1. The Divine Plan of the Ages (1886)—interpretations of fundamental biblical topics associated with God's plan of salvation;
2. The Time is at Hand (1889)—an interpretation of biblical chronology, keys to time prophecies, the second advent of Christ, and the identification of the Antichrist;
3. Thy Kingdom Come (1891)—describes biblical prophecies in further detail, along with the fate of Israel and information on the Great Pyramid of Giza as being built under God's direction. The section on Pyramidology was influenced by the theories of Charles Piazzi Smyth, who also helped review it;
4. The Day of Vengeance (1897), later renamed The Battle of Armageddon—suggests causes of the dissolution of the present order, with the biblical remedy as God's kingdom;
5. The At-one-ment Between God and Man (1899)—discusses the nature of humanity, the work of redemption, and the Holy Spirit;
6. The New Creation (1904)—discusses the seven days of creation found in Genesis, and the duties and personal responsibilities of a Christian.

==The Finished Mystery==
Russell had stated an intention to write a seventh volume of Studies, which would be a commentary on the books of Ezekiel and Revelation, as early as 1906. Following Russell's death in 1916, a seventh volume—entitled The Finished Mystery—was published in 1917 and advertised as his "posthumous work". This seventh volume was a detailed interpretation of the books of Ezekiel and Revelation, as well as the Song of Solomon. An advertisement for the book in Zion's Watch Tower called it "the true interpretation", and it was promoted as being "of the Lord—prepared under his guidance."

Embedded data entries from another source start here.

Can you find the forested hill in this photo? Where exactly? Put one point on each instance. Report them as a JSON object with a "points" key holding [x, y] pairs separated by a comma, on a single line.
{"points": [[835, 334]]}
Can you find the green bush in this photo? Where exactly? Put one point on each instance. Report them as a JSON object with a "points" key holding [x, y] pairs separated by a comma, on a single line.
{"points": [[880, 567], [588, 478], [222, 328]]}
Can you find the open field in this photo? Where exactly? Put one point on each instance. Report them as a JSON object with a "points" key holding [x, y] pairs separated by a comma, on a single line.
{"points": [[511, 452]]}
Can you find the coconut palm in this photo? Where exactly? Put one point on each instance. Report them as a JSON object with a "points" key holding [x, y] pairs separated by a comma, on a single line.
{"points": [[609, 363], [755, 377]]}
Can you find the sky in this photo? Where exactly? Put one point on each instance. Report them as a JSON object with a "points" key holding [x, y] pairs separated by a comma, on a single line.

Immediate controversy surrounded both its publication and content. It was soon established that it was largely written and compiled by two of Russell's associates, Clayton J. Woodworth and George H. Fisher, and edited by Russell's successor, Joseph Franklin Rutherford.

==Legacy==
The abandonment of several core doctrines under Rutherford's presidency prompted the Watch Tower and Bible Tract Society to cease publication of all seven volumes of Studies in the Scriptures in 1927, and distribution of remaining stock ended in 1929.

The six volumes of Studies in the Scriptures authored by Russell are still published by independent groups within the Bible Student movement.